With 55 million students in the United States out of school due to the COVID-19 pandemic, education systems are scrambling to meet the needs of schools and families, including planning how best to approach instruction in the fall given students may be farther behind than in a typical year. Yet, education leaders have little data on how much learning has been impacted by school closures. While the COVID-19 learning interruptions are unprecedented in modern times, existing research on the impacts of missing school (due to absenteeism, regular summer breaks, and school closures) on learning can nonetheless inform projections of potential learning loss due to the pandemic. In this study, we produce a series of projections of COVID-19-related learning loss and its potential effect on test scores in the 2020-21 school year based on (a) estimates from prior literature and (b) analyses of typical summer learning patterns of five million students.
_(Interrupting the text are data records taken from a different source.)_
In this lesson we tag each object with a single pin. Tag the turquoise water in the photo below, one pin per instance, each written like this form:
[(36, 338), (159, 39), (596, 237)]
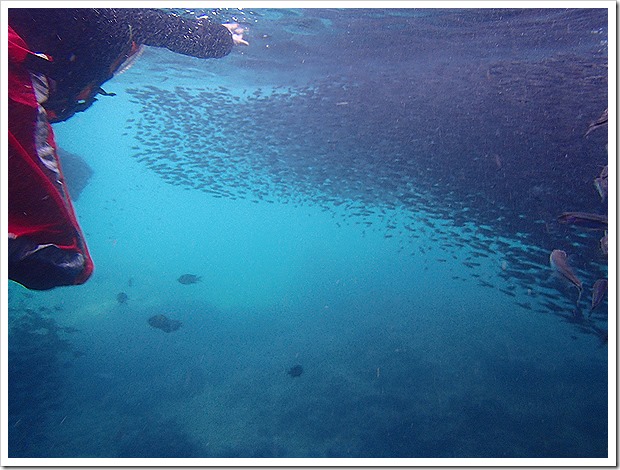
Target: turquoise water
[(406, 351)]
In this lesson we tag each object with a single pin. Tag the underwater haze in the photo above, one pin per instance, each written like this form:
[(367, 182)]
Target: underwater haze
[(333, 242)]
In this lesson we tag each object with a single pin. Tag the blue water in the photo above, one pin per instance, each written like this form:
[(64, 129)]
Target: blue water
[(370, 214)]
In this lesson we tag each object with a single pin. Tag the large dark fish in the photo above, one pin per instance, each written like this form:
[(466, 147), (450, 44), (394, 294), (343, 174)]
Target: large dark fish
[(559, 262), (164, 323), (584, 219), (599, 289)]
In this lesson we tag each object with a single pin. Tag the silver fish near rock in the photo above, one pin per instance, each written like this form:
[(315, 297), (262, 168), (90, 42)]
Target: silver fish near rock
[(601, 183), (599, 289), (559, 261)]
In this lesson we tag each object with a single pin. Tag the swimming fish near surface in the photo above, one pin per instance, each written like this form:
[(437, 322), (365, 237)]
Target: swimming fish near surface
[(584, 219), (559, 262), (599, 289)]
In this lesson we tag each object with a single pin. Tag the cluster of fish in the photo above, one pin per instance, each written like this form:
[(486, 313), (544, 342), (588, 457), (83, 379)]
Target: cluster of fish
[(589, 221), (393, 154)]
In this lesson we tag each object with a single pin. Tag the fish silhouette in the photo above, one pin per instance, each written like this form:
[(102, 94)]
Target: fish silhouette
[(584, 219), (559, 261), (599, 289), (599, 122)]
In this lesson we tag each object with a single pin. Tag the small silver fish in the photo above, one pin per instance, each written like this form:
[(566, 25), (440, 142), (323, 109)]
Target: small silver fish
[(604, 244), (601, 184), (599, 289), (598, 123), (559, 262)]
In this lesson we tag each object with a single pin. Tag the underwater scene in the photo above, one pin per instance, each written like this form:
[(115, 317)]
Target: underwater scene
[(369, 233)]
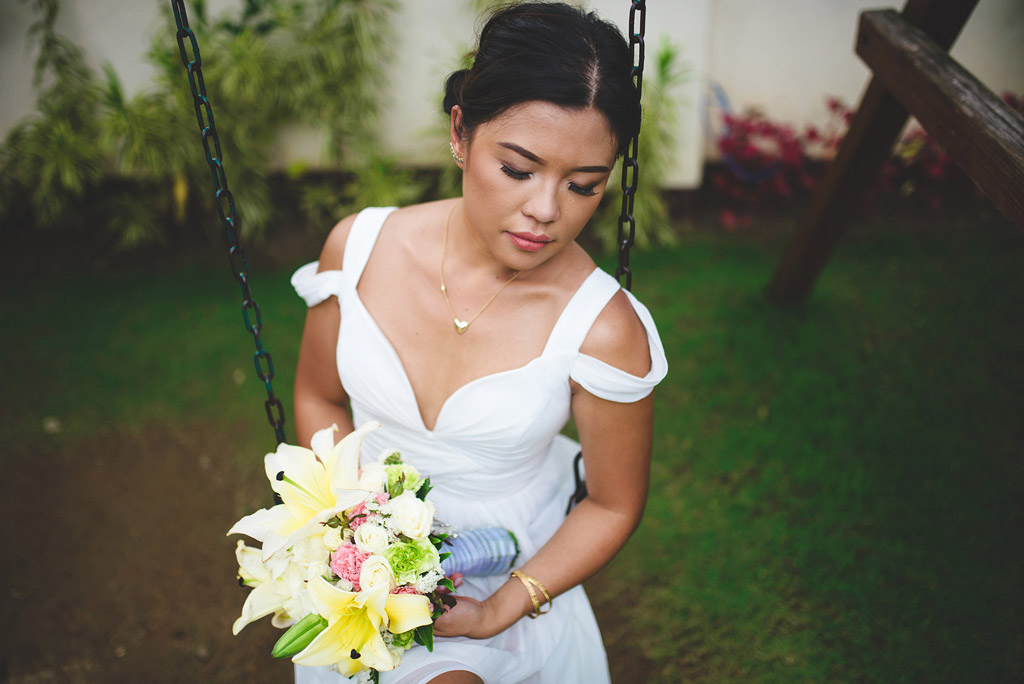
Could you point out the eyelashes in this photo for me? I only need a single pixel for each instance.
(583, 190)
(512, 173)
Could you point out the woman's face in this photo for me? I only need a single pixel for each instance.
(532, 178)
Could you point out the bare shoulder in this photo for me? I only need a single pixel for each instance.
(619, 338)
(333, 254)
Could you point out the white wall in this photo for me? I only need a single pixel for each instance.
(785, 57)
(782, 56)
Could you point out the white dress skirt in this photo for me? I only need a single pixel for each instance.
(495, 458)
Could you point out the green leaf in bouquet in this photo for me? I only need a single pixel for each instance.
(299, 636)
(397, 487)
(425, 636)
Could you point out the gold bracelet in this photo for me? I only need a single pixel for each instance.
(529, 582)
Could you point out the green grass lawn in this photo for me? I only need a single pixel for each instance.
(838, 486)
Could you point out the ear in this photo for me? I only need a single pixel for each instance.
(456, 134)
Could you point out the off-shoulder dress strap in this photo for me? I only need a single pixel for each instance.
(595, 376)
(361, 239)
(315, 287)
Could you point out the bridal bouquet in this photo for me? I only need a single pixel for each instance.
(349, 559)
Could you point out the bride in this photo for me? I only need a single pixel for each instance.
(473, 329)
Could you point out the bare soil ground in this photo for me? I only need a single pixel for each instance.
(116, 567)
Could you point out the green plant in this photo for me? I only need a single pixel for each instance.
(93, 157)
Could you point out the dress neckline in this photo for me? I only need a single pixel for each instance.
(408, 384)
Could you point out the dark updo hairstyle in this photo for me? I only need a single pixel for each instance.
(553, 52)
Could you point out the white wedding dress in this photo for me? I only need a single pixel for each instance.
(495, 458)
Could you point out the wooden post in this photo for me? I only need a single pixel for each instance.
(867, 144)
(980, 132)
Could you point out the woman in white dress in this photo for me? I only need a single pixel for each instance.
(473, 329)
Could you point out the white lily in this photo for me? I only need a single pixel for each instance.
(314, 486)
(268, 595)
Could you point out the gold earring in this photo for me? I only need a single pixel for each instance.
(454, 155)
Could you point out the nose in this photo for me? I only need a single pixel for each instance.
(543, 205)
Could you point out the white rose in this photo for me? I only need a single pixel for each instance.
(413, 517)
(376, 572)
(373, 477)
(371, 538)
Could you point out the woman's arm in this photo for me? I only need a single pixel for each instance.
(616, 443)
(320, 398)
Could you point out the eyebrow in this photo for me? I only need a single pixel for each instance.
(534, 158)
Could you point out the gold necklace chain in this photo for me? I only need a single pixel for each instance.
(460, 325)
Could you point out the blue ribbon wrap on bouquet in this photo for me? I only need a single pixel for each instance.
(480, 552)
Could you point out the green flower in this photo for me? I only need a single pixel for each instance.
(403, 640)
(411, 559)
(402, 478)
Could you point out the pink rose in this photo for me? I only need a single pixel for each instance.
(346, 562)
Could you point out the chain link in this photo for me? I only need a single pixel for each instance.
(251, 315)
(631, 168)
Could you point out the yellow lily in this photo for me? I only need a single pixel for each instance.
(352, 638)
(314, 486)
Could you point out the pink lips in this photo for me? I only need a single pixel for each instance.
(528, 242)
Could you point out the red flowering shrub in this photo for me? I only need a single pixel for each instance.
(766, 165)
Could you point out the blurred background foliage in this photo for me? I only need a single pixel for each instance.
(128, 171)
(92, 157)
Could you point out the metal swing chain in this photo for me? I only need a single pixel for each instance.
(225, 210)
(631, 169)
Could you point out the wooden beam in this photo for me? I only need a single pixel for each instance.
(867, 144)
(978, 130)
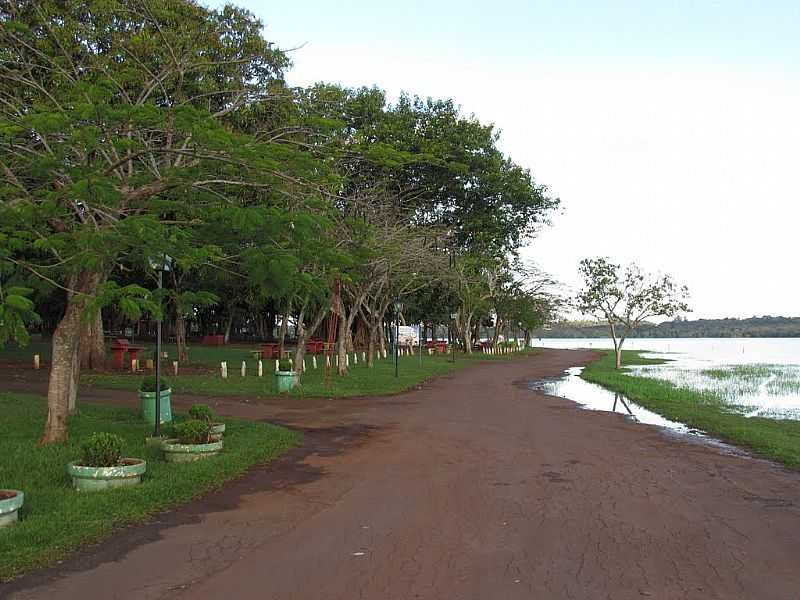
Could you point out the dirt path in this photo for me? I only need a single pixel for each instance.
(471, 488)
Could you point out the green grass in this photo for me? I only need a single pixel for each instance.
(776, 439)
(360, 381)
(56, 520)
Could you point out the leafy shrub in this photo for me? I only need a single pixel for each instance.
(192, 432)
(102, 450)
(149, 384)
(201, 412)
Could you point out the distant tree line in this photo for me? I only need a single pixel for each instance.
(765, 326)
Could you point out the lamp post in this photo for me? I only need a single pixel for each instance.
(398, 307)
(160, 266)
(453, 317)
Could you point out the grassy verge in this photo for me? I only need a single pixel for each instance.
(56, 520)
(771, 438)
(360, 381)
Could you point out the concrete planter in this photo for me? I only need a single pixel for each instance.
(286, 380)
(147, 401)
(174, 451)
(10, 503)
(90, 479)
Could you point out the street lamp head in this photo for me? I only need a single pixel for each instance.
(161, 263)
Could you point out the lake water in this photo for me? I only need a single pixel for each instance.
(754, 376)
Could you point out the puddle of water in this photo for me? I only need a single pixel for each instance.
(594, 397)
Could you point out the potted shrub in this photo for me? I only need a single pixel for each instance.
(192, 442)
(10, 503)
(202, 412)
(285, 378)
(147, 400)
(102, 466)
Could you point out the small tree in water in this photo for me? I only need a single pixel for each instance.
(626, 298)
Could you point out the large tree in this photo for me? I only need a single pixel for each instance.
(122, 121)
(625, 298)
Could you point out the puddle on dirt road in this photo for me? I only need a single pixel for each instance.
(594, 397)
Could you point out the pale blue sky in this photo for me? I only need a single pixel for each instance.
(668, 129)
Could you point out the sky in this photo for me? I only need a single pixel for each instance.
(668, 129)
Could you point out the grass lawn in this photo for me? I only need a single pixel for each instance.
(776, 439)
(360, 381)
(56, 520)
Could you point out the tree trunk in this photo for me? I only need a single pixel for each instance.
(180, 338)
(282, 333)
(228, 325)
(93, 348)
(468, 335)
(341, 347)
(65, 363)
(304, 334)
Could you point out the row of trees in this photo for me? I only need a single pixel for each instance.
(131, 131)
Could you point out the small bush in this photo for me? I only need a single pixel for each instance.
(149, 384)
(192, 432)
(102, 450)
(201, 412)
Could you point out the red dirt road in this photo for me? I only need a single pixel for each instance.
(473, 487)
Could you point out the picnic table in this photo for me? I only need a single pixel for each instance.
(440, 346)
(121, 346)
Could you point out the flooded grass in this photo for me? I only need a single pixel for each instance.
(677, 395)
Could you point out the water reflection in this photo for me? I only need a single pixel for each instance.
(593, 397)
(755, 377)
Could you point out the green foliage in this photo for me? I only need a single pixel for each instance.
(16, 313)
(56, 521)
(102, 450)
(201, 412)
(148, 384)
(192, 432)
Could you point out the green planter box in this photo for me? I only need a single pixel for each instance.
(90, 479)
(177, 452)
(10, 503)
(286, 380)
(147, 400)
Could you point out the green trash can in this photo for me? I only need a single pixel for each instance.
(286, 380)
(147, 400)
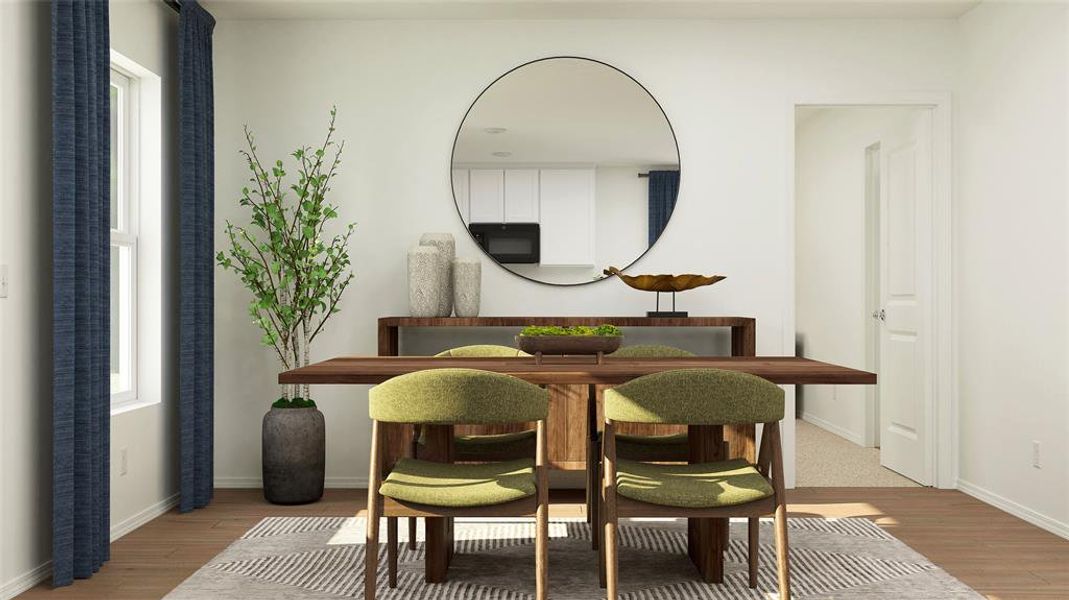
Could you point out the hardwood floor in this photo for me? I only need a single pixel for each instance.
(998, 555)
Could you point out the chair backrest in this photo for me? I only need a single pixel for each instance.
(696, 397)
(456, 396)
(481, 351)
(651, 351)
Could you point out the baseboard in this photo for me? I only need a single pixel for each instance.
(832, 428)
(24, 582)
(256, 482)
(1016, 509)
(127, 525)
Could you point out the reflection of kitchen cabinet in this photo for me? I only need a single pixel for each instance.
(486, 195)
(521, 196)
(567, 216)
(461, 193)
(502, 196)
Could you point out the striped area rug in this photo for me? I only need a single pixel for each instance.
(322, 557)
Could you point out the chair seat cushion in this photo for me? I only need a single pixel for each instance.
(515, 444)
(460, 486)
(668, 448)
(692, 486)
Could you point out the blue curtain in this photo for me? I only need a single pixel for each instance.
(664, 187)
(81, 388)
(196, 214)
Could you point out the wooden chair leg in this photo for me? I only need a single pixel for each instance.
(752, 549)
(591, 483)
(371, 553)
(542, 552)
(542, 517)
(783, 567)
(610, 557)
(391, 549)
(608, 507)
(374, 510)
(595, 521)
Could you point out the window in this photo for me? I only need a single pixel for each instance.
(125, 163)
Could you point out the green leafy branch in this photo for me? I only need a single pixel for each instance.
(296, 272)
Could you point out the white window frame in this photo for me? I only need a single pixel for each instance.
(124, 235)
(140, 229)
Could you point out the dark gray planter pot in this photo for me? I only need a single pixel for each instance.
(294, 455)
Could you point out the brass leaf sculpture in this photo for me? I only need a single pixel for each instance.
(664, 282)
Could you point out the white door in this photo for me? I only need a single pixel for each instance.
(904, 293)
(521, 196)
(486, 196)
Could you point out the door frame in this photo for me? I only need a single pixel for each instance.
(942, 379)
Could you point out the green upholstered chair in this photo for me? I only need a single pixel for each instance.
(476, 447)
(661, 448)
(421, 488)
(707, 490)
(480, 447)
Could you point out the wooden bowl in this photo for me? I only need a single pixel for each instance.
(569, 344)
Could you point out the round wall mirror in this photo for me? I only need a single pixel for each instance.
(563, 167)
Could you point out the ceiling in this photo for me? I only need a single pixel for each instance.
(567, 111)
(585, 9)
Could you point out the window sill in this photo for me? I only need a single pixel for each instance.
(120, 406)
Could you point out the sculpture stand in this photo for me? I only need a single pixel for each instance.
(666, 313)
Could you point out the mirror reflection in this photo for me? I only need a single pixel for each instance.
(562, 167)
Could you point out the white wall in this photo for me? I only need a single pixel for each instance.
(144, 31)
(832, 317)
(1012, 303)
(402, 89)
(622, 216)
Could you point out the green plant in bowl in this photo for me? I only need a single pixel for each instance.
(536, 331)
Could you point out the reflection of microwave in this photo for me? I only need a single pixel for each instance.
(508, 242)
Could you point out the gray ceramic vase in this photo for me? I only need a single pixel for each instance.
(447, 248)
(467, 287)
(294, 455)
(424, 281)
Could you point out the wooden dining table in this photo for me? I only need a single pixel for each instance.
(707, 537)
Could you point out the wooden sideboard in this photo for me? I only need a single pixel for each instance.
(573, 417)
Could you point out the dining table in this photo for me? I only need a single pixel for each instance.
(707, 537)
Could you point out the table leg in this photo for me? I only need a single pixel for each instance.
(706, 536)
(438, 446)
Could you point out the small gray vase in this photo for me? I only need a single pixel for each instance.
(467, 287)
(294, 455)
(424, 281)
(447, 248)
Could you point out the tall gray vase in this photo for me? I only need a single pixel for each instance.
(294, 455)
(447, 248)
(424, 281)
(467, 287)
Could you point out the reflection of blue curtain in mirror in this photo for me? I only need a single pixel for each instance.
(664, 187)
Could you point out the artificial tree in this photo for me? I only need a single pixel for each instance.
(296, 276)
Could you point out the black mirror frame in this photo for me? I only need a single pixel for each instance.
(452, 157)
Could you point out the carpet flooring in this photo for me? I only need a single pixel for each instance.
(322, 558)
(825, 460)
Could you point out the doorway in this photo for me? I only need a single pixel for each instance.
(864, 265)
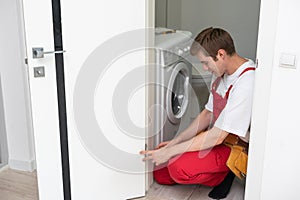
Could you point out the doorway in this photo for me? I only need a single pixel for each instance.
(239, 18)
(3, 138)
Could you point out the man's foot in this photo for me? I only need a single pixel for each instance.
(221, 191)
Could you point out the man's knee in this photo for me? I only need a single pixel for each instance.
(178, 172)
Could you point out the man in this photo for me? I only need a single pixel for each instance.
(197, 155)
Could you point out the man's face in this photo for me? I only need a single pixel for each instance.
(209, 64)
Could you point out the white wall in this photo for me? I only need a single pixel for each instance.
(239, 17)
(15, 89)
(282, 147)
(168, 13)
(273, 159)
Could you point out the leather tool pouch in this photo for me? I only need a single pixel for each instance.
(237, 161)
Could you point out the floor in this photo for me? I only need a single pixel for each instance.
(17, 185)
(190, 192)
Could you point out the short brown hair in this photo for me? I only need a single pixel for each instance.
(211, 40)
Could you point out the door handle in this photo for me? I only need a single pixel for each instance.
(38, 52)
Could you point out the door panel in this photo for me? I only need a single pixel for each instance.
(39, 33)
(90, 30)
(104, 160)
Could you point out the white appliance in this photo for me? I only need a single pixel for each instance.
(173, 82)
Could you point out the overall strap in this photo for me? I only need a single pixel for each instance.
(230, 87)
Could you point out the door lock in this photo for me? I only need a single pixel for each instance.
(38, 52)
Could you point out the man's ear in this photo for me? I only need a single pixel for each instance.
(221, 53)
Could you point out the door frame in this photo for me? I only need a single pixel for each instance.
(267, 25)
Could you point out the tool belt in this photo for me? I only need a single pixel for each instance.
(237, 160)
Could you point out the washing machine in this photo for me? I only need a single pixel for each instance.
(173, 74)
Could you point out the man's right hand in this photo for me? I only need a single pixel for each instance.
(162, 144)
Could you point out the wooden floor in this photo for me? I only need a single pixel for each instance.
(190, 192)
(17, 185)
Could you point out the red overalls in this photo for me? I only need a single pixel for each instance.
(207, 167)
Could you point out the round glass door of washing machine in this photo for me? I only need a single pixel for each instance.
(178, 92)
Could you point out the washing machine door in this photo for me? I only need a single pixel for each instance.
(177, 97)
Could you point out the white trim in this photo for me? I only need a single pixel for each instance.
(23, 165)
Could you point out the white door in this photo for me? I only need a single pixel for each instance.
(105, 98)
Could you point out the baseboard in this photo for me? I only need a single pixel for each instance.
(3, 167)
(22, 165)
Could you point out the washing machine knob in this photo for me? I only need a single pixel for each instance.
(180, 52)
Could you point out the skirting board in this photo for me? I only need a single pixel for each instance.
(22, 165)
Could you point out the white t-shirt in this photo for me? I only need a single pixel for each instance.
(235, 117)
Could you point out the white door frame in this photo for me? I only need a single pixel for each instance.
(260, 111)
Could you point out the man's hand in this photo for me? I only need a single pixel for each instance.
(158, 156)
(162, 144)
Under these projections, students are likely to return in fall 2020 with approximately 63-68% of the learning gains in reading relative to a typical school year and with 37-50% of the learning gains in math. However, we estimate that losing ground during the COVID-19 school closures would not be universal, with the top third of students potentially making gains in reading. Thus, in preparing for fall 2020, educators will likely need to consider ways to support students who are academically behind and further differentiate instruction.